Eine der zwei darinnen sitzenden schwarzgekleideten Gestalten erhob sich sogleich und trat ihm mit den Worten entgegen:

»Seid uns von ganzem Herzen willkommen, Ritter.«

Er heftete sein dunkles Auge mit traurigem Glanze auf ihre blassen Züge – – ja es war Clarissa, die vor ihm stand, und von deren schöner Gestalt das schwarze Trauerkleid herniederwallte. Seitwärts saß Johanna – ein Antlitz, weiß wie Alabaster, sah aus der schwarzen Florhülle zu dem Ritter herüber, und die Tropfen, die auf die Wangen flossen, jagten sich schneller, seit sie ihn sah, und sich nach Sprache bemühte, ihn zu grüßen.
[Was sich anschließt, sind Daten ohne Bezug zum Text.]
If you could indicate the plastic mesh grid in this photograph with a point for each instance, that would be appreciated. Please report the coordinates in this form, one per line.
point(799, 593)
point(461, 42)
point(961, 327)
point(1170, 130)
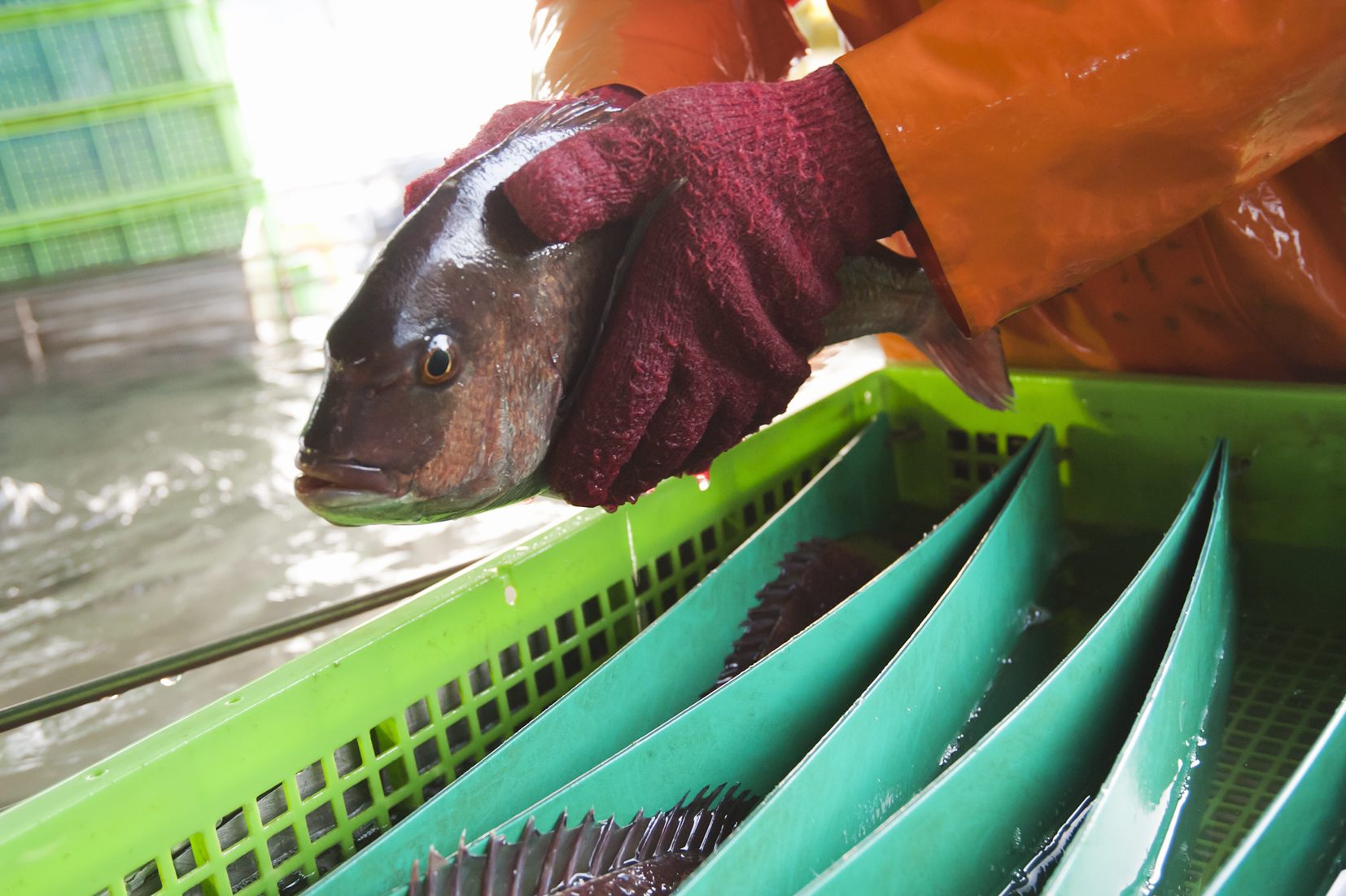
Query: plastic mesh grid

Er mit dem düsterschönen Ausdrucke seines Wesens stand auch einige Augenblicke sprachlos, und blickte auf das mit schlechtem Papiere verklebte Fenster, unfähig ein einzig Wort herauszubringen, da auch Clarissa schwieg, und ihr Mund und ihre Wimpern vergeblich zuckten, um die Thränen zurückzuhalten. Sie schob ihm einen Stuhl hin, er aber trat zu Johannen, und ergriff ihre Hand, sie sanft und fest in seine drückend.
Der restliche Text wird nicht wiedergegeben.